Insert queries individually add about 35 milliseconds per query, with the number of columns not having much affect on the overhead. Selection queries require a similar amount of extra time. For individual queries this is negligible, since it adds less than a tenth of a second (or about the amount of time it takes to blink). It only becomes a problem when a given page attempts to execute a very large number of queries, which isn't the best practice.
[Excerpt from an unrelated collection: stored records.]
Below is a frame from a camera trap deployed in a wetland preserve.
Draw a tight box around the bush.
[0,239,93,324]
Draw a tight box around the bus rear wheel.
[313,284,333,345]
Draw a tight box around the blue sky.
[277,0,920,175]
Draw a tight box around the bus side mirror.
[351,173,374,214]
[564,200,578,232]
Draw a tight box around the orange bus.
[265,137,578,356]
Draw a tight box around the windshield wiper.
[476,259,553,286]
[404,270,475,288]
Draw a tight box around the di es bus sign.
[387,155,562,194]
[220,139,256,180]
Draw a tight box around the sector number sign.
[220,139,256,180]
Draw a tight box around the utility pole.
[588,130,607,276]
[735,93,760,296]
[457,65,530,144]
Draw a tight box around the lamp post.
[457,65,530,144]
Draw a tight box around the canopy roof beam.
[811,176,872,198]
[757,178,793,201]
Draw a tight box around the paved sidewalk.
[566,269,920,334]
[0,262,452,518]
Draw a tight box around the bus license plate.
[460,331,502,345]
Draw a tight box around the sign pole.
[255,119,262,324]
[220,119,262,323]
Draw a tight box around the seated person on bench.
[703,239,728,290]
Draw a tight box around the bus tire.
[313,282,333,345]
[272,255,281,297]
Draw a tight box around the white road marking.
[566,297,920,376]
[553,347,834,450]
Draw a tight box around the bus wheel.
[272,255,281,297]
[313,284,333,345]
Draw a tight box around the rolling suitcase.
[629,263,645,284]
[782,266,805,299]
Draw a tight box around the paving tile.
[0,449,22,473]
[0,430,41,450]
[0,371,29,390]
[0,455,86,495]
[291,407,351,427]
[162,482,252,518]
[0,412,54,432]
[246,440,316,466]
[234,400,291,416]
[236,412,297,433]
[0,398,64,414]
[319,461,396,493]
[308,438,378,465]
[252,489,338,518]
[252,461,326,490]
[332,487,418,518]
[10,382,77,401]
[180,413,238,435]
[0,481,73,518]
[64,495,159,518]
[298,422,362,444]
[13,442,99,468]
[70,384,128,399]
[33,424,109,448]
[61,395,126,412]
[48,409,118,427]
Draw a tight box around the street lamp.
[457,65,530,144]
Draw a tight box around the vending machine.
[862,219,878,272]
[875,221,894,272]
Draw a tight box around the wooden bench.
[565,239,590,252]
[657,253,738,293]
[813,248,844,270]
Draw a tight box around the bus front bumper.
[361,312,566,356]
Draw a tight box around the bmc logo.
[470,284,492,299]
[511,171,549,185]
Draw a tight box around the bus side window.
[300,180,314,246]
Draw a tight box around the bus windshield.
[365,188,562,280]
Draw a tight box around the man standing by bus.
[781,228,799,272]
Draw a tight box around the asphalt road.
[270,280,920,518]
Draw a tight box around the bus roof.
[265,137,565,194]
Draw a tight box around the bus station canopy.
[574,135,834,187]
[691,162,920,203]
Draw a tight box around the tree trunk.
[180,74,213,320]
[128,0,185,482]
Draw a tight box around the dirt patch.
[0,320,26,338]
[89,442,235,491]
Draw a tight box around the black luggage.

Within the Galleon forums application those methods most negatively impacted by the additional overhead of the sql library are low volume methods, such as conference deletion or adding messages. Both of these methods as examples execute more queries than are really necessary and perform other related tasks (file deletion and email sending) which might be better performed by scheduled tasks at some other time.
Since users shouldn't notice the added overhead of using the sql library, purely mechanical performance should not be a barrier to adoption.
One other thing I'll mention here briefly is that if I had written something like Galleon myself using the framework, there wouldn't be four separate install scripts for different databases. Actually there would just be one xml file containing all the schema information for the database and the SQL library would install the appropriate tables via a coldfusion template. Granted that some databases aren't configured to allow DDL to be executed via ColdFusion, in which case the SQL library could alternatively generate the script needed for a given database at run time, which eliminates the hassle of maintaining separate install scripts.